Esta entrada es de Pablo Díaz Morlán, que acaba de publicar su libro Empresarios, militares y políticos. La Compañía Española de Minas del Rif (1907-1967). Hace unos años Pablo nos contó sobre la reconversión industrial del acero en los 80 del siglo pasado y como la misma se organizó mucho más por factores políticos que económicos. Ahí va la aventura de nuestra Compañía Española de Minas del Rif.

La Compañía Española de Minas del Rif (en adelante, CEMR) fue fundada en 1907 para explotar el rico yacimiento de hierro descubierto en el monte Uixan, a treinta kilómetros al sur de Melilla. Fue el resultado de la unión de varios aventureros y capitalistas provenientes de la península y tuvo que pugnar fieramente con otros grupos franceses, alemanes y británicos antes de lograr el reconocimiento de su propiedad sobre las minas. La CEMR parecía un ejemplo sacado del manual de buenas prácticas populistas. Por sí misma, una empresa minera con intereses coloniales representaba a la perfección el papel de culpable ante los ojos de la opinión pública, pero es que, además, sus circunstancias especiales la convirtieron en un blanco seguro para aquéllos que se habían marcado el objetivo de acabar con la monarquía de Alfonso XIII en el primer tercio del siglo XX. Como dijo un destacado republicano en 1912, “el pueblo español está muriendo en Melilla por causas que no le importa defender”. A la impopularidad de la causa colonial se sumaba la sospecha generalizada de que lo único que interesaba a las clases dirigentes eran los beneficios que se pudieran obtener del subsuelo africano. Los más destacados accionistas de la empresa pertenecían a la oligarquía dominante en España, que demostraba en Marruecos su verdadera faz explotadora y cruel, ajena a los sufrimientos de los españoles humildes que por su culpa estaban dejando la vida en una tierra hostil.
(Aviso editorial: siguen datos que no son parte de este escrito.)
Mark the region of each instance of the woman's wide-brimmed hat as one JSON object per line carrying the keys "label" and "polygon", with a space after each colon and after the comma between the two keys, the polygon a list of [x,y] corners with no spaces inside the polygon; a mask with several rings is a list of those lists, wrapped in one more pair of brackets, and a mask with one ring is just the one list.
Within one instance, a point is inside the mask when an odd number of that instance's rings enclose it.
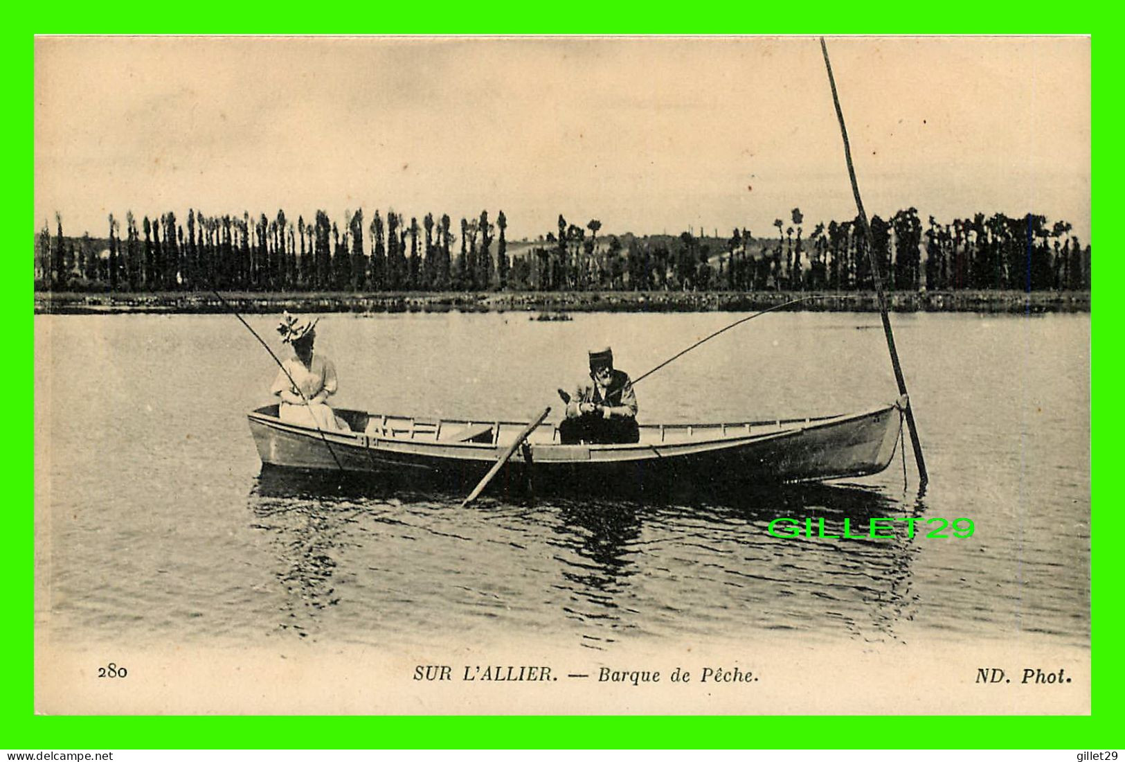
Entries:
{"label": "woman's wide-brimmed hat", "polygon": [[281,342],[292,344],[316,332],[316,323],[320,317],[300,317],[282,313],[281,322],[278,323],[278,333],[281,334]]}
{"label": "woman's wide-brimmed hat", "polygon": [[590,350],[590,367],[613,367],[613,350],[609,347],[598,347]]}

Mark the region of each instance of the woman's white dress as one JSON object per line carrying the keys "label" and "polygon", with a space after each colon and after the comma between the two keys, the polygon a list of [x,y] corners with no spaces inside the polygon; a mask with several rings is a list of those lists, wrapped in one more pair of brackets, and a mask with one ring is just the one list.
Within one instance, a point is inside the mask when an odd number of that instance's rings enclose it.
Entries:
{"label": "woman's white dress", "polygon": [[[313,361],[307,368],[296,357],[282,361],[281,365],[285,370],[278,370],[273,386],[270,387],[271,393],[279,395],[288,389],[297,396],[304,393],[306,400],[312,400],[321,392],[326,392],[330,395],[336,393],[336,368],[332,365],[332,360],[326,357],[314,353]],[[286,370],[288,375],[286,375]],[[290,376],[292,380],[289,380]],[[297,392],[294,383],[300,387],[300,393]],[[313,405],[291,405],[282,400],[278,406],[278,416],[287,423],[316,427],[323,431],[348,431],[348,424],[342,419],[336,418],[332,409],[323,402]]]}

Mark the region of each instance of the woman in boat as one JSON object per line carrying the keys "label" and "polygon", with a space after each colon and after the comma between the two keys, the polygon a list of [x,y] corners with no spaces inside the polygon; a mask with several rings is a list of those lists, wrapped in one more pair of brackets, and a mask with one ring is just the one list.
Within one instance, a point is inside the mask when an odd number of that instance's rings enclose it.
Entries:
{"label": "woman in boat", "polygon": [[619,445],[640,439],[637,395],[629,375],[613,367],[609,347],[590,352],[590,378],[577,385],[559,423],[564,445]]}
{"label": "woman in boat", "polygon": [[328,358],[313,353],[318,320],[288,312],[281,316],[278,333],[296,357],[281,362],[270,391],[281,398],[278,418],[282,421],[322,431],[346,431],[348,424],[327,405],[327,398],[336,393],[336,368]]}

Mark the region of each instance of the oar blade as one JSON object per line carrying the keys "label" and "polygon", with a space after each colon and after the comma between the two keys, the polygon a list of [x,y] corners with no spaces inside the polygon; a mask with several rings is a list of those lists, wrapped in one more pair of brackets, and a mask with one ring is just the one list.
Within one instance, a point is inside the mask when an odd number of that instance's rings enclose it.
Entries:
{"label": "oar blade", "polygon": [[542,410],[541,413],[539,413],[531,421],[531,423],[529,423],[528,425],[525,425],[523,428],[523,430],[519,433],[519,436],[516,436],[515,441],[513,441],[508,446],[508,448],[506,450],[504,450],[504,454],[502,456],[500,456],[500,458],[496,459],[496,463],[494,463],[493,467],[488,469],[488,473],[485,474],[485,477],[483,479],[480,479],[480,482],[477,484],[477,486],[474,487],[472,492],[469,493],[469,496],[465,499],[465,501],[461,503],[461,508],[465,508],[466,505],[468,505],[469,503],[471,503],[474,500],[477,499],[477,496],[482,492],[484,492],[485,487],[488,486],[488,483],[492,482],[493,477],[496,476],[496,474],[500,473],[500,469],[504,467],[504,464],[507,463],[512,458],[512,455],[518,449],[520,449],[520,445],[523,443],[523,440],[526,439],[531,434],[532,431],[534,431],[537,428],[539,428],[539,424],[543,422],[543,419],[546,419],[550,414],[550,412],[551,412],[551,409],[548,405],[547,407],[544,407]]}

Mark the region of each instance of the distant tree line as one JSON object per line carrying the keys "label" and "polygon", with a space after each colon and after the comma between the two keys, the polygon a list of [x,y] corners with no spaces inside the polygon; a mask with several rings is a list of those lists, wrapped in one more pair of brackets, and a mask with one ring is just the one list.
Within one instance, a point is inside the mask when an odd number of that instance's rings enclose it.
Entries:
{"label": "distant tree line", "polygon": [[[207,216],[190,209],[133,213],[125,230],[109,215],[107,239],[68,237],[62,217],[45,222],[35,241],[36,288],[50,290],[250,292],[400,290],[870,290],[873,277],[858,217],[817,223],[804,235],[799,208],[777,236],[746,227],[729,239],[686,231],[598,237],[602,224],[558,217],[556,230],[518,256],[508,253],[507,219],[488,212],[460,219],[362,209],[343,226],[323,210],[296,223],[284,210],[271,219],[249,213]],[[1043,215],[954,219],[924,225],[916,208],[871,218],[875,257],[886,288],[1073,289],[1090,287],[1090,246],[1071,225]],[[588,235],[587,235],[588,231]]]}
{"label": "distant tree line", "polygon": [[[800,208],[792,224],[774,221],[777,237],[735,228],[729,239],[686,231],[678,236],[626,234],[598,242],[568,224],[548,232],[530,256],[513,260],[512,280],[536,290],[871,290],[874,278],[863,223],[817,223],[804,236]],[[928,226],[914,207],[870,221],[875,259],[891,290],[1090,288],[1090,246],[1047,226],[1043,215],[975,214]]]}
{"label": "distant tree line", "polygon": [[[364,225],[363,210],[344,214],[341,228],[318,210],[294,223],[285,210],[272,219],[188,212],[187,224],[171,212],[120,221],[109,215],[108,241],[63,235],[55,215],[36,239],[36,287],[127,292],[209,288],[294,290],[480,290],[507,287],[504,213],[461,218],[460,236],[449,215],[426,214],[421,224],[388,210]],[[460,241],[460,250],[454,243]]]}

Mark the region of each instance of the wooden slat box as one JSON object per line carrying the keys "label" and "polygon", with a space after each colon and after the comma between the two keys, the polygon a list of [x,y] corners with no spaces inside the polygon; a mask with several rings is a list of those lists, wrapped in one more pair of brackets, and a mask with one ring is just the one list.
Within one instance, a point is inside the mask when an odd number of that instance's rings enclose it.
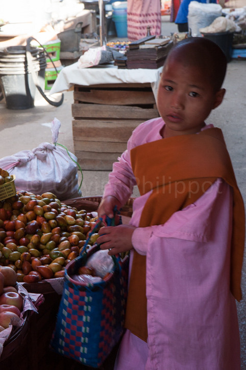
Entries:
{"label": "wooden slat box", "polygon": [[73,97],[75,151],[84,170],[110,171],[133,130],[159,116],[150,83],[75,85]]}

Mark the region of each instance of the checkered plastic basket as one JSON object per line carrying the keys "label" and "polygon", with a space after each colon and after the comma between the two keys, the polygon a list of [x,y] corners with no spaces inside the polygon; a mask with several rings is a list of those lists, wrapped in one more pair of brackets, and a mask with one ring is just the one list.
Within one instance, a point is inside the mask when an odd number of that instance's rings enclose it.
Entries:
{"label": "checkered plastic basket", "polygon": [[91,248],[66,268],[51,343],[55,352],[93,367],[102,364],[123,334],[128,287],[128,255],[117,259],[113,272],[100,282],[88,286],[71,278],[99,248]]}

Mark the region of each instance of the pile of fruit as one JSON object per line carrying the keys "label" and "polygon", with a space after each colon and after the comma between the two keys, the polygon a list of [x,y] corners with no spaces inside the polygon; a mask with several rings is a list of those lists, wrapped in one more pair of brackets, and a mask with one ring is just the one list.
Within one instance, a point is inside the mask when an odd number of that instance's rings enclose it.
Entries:
{"label": "pile of fruit", "polygon": [[[12,268],[18,282],[63,277],[96,224],[90,215],[51,192],[17,191],[0,202],[0,266]],[[98,236],[91,235],[89,246]]]}
{"label": "pile of fruit", "polygon": [[20,322],[23,298],[16,288],[17,275],[8,266],[0,266],[0,332],[9,327],[11,320]]}

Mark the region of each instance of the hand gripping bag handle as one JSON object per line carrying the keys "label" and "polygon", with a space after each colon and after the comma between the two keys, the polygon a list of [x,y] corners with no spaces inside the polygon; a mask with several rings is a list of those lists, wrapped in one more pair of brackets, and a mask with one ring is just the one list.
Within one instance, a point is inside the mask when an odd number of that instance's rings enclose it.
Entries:
{"label": "hand gripping bag handle", "polygon": [[[40,93],[41,94],[43,98],[44,98],[45,100],[48,103],[49,103],[52,105],[54,105],[54,106],[60,106],[60,105],[61,105],[61,104],[62,104],[62,103],[63,102],[64,94],[61,94],[61,99],[60,99],[60,100],[59,100],[58,101],[56,101],[55,100],[51,100],[50,99],[49,99],[48,98],[47,95],[46,95],[44,94],[44,93],[42,91],[42,89],[40,88],[40,86],[38,84],[37,75],[33,69],[33,63],[32,63],[32,54],[31,53],[31,41],[32,40],[34,40],[35,41],[36,41],[37,42],[38,42],[39,44],[39,45],[43,49],[45,53],[46,54],[46,55],[47,55],[47,56],[48,58],[50,58],[50,55],[48,55],[48,53],[46,51],[45,48],[44,48],[44,47],[41,45],[41,43],[39,42],[39,41],[38,41],[38,40],[37,40],[36,38],[34,38],[34,37],[33,37],[32,36],[31,36],[31,37],[29,37],[28,38],[28,39],[27,40],[27,46],[26,46],[26,54],[27,55],[27,62],[28,62],[28,67],[29,68],[29,69],[31,71],[31,73],[34,82],[36,85],[36,87],[37,88],[37,89],[38,89],[38,90],[39,91],[39,92],[40,92]],[[51,61],[52,62],[54,67],[55,69],[56,70],[56,71],[58,74],[58,72],[57,71],[56,67],[55,66],[55,64],[54,64],[53,61],[52,60],[52,59],[51,59]]]}
{"label": "hand gripping bag handle", "polygon": [[[104,223],[105,223],[107,226],[115,226],[115,216],[116,215],[119,214],[119,212],[117,209],[117,206],[115,206],[115,207],[114,208],[114,216],[113,218],[111,219],[108,216],[107,216],[105,215],[105,216],[100,217],[98,220],[96,221],[96,224],[95,225],[93,229],[91,230],[91,231],[89,233],[88,236],[87,237],[87,238],[85,242],[85,244],[84,245],[84,246],[80,253],[81,255],[83,254],[84,253],[86,253],[86,247],[88,246],[88,244],[89,243],[90,238],[91,236],[93,234],[94,234],[95,232],[96,232],[97,230],[99,228],[100,226],[100,225],[102,224],[102,223],[104,222]],[[120,225],[122,224],[121,221],[121,218],[120,216],[119,216],[119,222],[118,222],[118,225]],[[96,242],[95,243],[95,244],[97,244]],[[99,247],[99,245],[98,246]],[[121,258],[119,254],[115,254],[114,255],[111,256],[114,262],[114,265],[116,267],[118,268],[119,270],[120,271],[121,270]]]}

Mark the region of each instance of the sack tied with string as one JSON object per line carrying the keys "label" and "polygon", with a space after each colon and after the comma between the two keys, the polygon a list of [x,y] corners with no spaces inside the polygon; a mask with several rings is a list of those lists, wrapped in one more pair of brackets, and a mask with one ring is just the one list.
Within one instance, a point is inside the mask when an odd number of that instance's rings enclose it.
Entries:
{"label": "sack tied with string", "polygon": [[81,195],[77,158],[57,144],[60,126],[55,118],[51,126],[53,144],[44,142],[32,150],[21,150],[0,159],[0,167],[15,175],[17,190],[35,194],[50,192],[60,200]]}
La mala imagen de la compañía se alimentaba de la relación casi simbiótica entre el poder político y el económico, pues numerosos políticos se sentaban en su Consejo de Administración.

Fueron los socialistas quienes más alto gritaron en el Parlamento, las calles y los periódicos para denunciar la supuesta relación culpable entre la actuación del Gobierno español y las posesiones mineras de unos cuantos capitalistas peninsulares. En nombre de la libertad de los pueblos y del sufrimiento de las clases populares, la hostilidad de los partidos antimonárquicos a la colonización de Marruecos estalló con la guerra de 1909 y se acrecentó a raíz de las dificultades encontradas por el Ejército español para abrirse camino en su zona de influencia, que en 1912 se convertiría en Protectorado, y de la implicación directa y un tanto imprudente de Alfonso XIII. También una parte de la prensa de Madrid se sumó a la campaña de acoso a las autoridades españolas y los intereses económicos establecidos en Marruecos. En sus sabrosas cartas al Rey, Alejandro Gandarias le explicaba que “los periódicos de Madrid, que son numerosos enjambres, han costado ya muchísimos miles de pesetas a la CEMR”. Gandarias se quejaba al monarca de que “los que nos vamos a trabajar a África, removiendo toda clase de dificultades, tengamos que revolotear solos, aislados, envueltos en esta nube de parásitos que se nos echan encima queriendo chupar nuestra sangre, para extirpar una vida naciente”.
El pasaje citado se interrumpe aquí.